11. Wittgenstein's Nephew by Thomas Bernhard
12. "Dostoevsky's Idiot" by Robert Walser
13. "French Newspapers" by Robert Wasler
14. Jakob the Lier by Jurek Becker
15. The Trial by Franz Kafka 1915,
16. "The Seamstress" by Rainer Maria Rilke 1894
17. "The Experiement or the Victory of Children" by Unica Zürn 1950
18. "The Star Above the Forest" by Stefan Zweig. 1924
19. "Saint Cecilia or the Power of Music" by Heinrich von Kleist 1810
20. Amok by Stefan Zweig 1923
21. Concrete 1982
22. "Kleist in Thun" by Robert Walser 1913
23. "Incident at Lake Geneva" by Stefan Zweig (1924)
24. "The Governess" by Stefan Zweig 1927
25. "The Sandman" by E. T. A. Hoffmann 1817
26. "The Secrets of the Princess of Kagran" by Ingeborg Bachmann 1971
27. "Twilight" by Stefan Zweig 1928
28. "The Lunatic" by Georg Heym 1913
29. "Dissection" by Georg Heym 1913 - no post
30. "Blackbird" by Robert Musil
31. "The Kiss" by Robert Walser 1914. - no post
32. "The Suspect" by Jurek Becker. 1980
33. "A Favorite Family Story" by Jurek Becker 1982
34. "Moonbeam Alley" by Stefan Zweig. 1928
35. "Flower Days". By Robert Walser, 1911, no post.
Yesterday I saw The Grand Hotel directed by Wes Anderson, inspired by the work of Stefan Zweig.
I want to be transported back to 1932 and move into The Grand Budapest Hotel! I love this movie, everything about it was great. Lovers of the fiction of Zweig will luxuriate in the visual wonders of this world. Interspersed in my post on a tale of an encounter in a seedy back alley brothel in Marseilles will be some images from the movie.

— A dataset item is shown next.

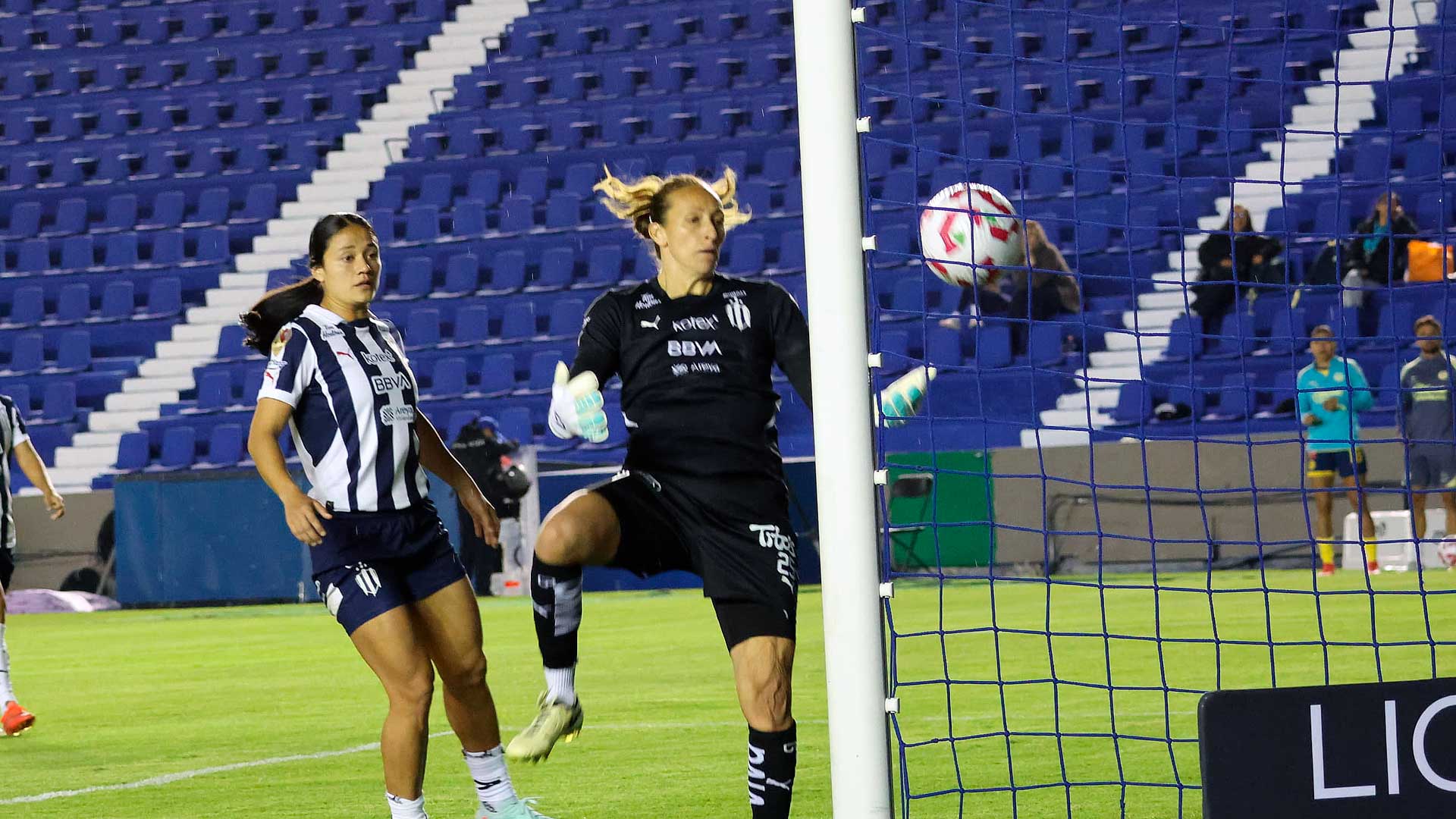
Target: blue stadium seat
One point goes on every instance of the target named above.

As "Moonbeam Alley" opens a man has an unexpectedly long lay over in a French port city. He decides to pass the time by going for a long walk. He wanders into the very seediest parts of town, a section of brothels and bars replete with many scary seeming persons. He goes into a brothel pretending to be a bar. The plot is conventional melodrama. One of the hookers was once the wife of a wealthy man who drove her away with his cheapness. He is now reduced to a back alley bum still obsessed with a woman who does all she can to hurt and humiliate him.
The story closes with the two men walking back to the hotel of the man on the layover, during which time tale of the hooker and the once wealthy man is told.
If you have seen the movie, what was your reaction?